CILADAS DA VIDA - PARTE XLI

                                        


Após alguns minutos de indecisão, Olga entrou no gabinete do empresário e encontrou-o de costas junto à janela. Conhecia-o bem demais, para não saber que era a atitude que tomava quando alguma coisa o incomodava. Não se atreveu a perguntar sobre a visita do advogado, limitou-se a recolher o tabuleiro com as chávenas vazias e a perguntar:

- Precisas de alguma coisa?

Sobressaltado voltou-se. Perdido nos seus pensamentos não dera pela entrada da sua assistente.

- Não. Pousa isso e senta-te. Preciso falar contigo, - disse encaminhando-se para a sua secretária e sentando-se.

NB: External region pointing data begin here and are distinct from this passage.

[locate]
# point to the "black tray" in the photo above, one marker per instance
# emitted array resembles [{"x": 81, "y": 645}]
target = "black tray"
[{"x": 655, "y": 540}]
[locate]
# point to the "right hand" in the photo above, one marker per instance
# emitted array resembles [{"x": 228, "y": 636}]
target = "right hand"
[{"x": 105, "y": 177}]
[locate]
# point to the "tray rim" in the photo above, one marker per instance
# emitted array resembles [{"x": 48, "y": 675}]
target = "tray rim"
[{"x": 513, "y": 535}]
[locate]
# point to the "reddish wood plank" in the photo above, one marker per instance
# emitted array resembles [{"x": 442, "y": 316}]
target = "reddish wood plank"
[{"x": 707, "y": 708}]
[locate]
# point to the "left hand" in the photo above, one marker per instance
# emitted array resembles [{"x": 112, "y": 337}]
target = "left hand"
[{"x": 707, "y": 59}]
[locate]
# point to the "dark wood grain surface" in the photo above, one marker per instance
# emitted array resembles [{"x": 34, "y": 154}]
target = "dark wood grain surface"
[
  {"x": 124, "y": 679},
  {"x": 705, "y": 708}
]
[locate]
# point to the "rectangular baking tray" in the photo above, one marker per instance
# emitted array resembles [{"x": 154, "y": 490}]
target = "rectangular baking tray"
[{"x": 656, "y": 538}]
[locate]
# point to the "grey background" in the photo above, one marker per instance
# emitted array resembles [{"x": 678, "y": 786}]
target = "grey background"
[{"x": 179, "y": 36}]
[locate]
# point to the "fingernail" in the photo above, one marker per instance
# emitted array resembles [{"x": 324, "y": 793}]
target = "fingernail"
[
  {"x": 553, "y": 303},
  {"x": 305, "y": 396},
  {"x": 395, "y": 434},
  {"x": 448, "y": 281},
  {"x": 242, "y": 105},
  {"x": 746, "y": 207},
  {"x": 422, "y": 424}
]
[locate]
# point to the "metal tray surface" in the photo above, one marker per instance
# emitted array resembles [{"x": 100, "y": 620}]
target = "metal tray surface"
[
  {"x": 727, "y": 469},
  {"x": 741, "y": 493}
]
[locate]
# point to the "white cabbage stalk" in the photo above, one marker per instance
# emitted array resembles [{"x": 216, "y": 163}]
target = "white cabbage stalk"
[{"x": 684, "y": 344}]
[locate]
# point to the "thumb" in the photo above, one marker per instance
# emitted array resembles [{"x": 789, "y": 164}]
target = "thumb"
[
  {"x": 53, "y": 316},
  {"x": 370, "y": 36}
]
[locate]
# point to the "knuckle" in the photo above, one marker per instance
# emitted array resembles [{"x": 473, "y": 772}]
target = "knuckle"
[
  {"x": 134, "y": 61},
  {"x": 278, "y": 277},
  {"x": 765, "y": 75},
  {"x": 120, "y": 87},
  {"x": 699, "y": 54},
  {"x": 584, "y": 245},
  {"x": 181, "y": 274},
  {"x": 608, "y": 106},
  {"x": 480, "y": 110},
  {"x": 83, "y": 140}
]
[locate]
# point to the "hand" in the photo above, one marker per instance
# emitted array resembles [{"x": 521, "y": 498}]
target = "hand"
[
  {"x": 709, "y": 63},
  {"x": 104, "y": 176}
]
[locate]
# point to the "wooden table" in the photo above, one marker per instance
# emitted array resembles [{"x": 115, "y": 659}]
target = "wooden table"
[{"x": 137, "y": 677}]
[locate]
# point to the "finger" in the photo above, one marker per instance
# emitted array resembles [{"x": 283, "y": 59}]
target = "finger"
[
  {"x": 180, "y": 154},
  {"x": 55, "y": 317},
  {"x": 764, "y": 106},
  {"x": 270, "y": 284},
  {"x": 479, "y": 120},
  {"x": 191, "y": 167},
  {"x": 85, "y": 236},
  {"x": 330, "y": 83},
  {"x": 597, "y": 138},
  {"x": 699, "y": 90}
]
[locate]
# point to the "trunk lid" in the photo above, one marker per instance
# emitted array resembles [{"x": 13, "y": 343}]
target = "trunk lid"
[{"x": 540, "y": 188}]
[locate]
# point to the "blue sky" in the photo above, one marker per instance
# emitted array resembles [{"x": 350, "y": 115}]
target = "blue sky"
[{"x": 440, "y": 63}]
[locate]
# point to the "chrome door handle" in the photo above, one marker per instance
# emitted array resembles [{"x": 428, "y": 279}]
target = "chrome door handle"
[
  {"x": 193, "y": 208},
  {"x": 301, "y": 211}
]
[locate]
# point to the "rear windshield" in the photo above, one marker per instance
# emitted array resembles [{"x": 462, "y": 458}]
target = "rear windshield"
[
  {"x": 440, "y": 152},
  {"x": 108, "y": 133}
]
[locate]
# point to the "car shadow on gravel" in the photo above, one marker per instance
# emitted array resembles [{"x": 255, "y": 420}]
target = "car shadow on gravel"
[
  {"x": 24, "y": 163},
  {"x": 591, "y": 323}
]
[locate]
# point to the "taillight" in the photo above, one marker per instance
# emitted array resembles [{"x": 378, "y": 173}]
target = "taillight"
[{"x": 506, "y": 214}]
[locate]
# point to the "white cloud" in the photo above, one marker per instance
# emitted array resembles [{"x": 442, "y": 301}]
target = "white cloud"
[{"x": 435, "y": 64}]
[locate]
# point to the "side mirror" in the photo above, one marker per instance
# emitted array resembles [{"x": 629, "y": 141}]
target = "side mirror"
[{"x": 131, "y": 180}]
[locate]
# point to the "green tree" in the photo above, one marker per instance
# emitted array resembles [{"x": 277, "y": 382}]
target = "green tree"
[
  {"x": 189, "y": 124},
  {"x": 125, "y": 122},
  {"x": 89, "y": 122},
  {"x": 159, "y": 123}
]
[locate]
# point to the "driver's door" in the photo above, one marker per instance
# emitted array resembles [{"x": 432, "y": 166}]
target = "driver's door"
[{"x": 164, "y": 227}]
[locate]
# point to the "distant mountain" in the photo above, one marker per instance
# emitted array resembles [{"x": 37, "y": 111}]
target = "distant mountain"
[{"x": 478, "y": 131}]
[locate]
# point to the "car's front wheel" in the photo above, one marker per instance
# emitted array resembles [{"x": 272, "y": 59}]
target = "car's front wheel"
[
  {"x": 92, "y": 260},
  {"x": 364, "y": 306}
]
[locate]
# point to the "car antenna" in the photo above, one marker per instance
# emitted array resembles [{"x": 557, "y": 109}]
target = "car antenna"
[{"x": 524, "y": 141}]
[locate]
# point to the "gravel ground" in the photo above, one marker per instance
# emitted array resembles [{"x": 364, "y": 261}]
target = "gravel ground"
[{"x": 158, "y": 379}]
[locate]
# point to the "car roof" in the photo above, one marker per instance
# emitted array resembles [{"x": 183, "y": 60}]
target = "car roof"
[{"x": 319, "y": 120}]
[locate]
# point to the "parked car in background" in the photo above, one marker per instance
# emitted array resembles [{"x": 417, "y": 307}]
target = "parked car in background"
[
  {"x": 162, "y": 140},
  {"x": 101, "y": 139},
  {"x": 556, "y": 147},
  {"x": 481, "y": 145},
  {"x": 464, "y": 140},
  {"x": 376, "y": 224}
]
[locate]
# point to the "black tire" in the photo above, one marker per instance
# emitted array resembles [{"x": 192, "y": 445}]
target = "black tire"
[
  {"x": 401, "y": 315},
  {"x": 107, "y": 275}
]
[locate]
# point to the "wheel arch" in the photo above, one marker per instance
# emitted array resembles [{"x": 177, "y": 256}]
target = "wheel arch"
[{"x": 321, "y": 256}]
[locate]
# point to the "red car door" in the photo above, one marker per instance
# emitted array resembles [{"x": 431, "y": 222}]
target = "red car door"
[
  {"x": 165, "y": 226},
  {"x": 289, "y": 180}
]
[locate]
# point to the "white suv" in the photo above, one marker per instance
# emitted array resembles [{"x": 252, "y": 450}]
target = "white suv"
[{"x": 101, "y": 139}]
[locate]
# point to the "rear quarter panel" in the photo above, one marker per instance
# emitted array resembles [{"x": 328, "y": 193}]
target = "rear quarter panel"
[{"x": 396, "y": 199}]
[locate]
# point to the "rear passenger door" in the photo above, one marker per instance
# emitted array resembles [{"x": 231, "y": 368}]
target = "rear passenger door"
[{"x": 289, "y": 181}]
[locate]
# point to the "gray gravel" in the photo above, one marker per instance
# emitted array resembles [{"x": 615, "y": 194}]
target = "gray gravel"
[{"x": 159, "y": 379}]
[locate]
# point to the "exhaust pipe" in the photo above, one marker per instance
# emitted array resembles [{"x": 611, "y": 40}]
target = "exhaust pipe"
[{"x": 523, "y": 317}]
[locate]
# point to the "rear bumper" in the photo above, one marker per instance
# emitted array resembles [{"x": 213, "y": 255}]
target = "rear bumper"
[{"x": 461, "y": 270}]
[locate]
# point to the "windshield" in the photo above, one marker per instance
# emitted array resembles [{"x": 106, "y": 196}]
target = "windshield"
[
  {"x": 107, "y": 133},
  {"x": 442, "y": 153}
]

Olga obedeceu e aguardou. O patrão parecia-lhe tão transtornado, que apesar de toda a confiança que os unia, não se atreveu a fazer-lhe perguntas. Depois de um curto silêncio ele perguntou:

- Tu tens mais dez anos do que eu, verdade?

- Quase onze, sabes bem disso, - respondeu Olga sem descortinar a razão de semelhante pergunta.

- E aos dez, onze anos,  as crianças já guardam recordações que ficam para a vida. Sempre moraste naquela casa?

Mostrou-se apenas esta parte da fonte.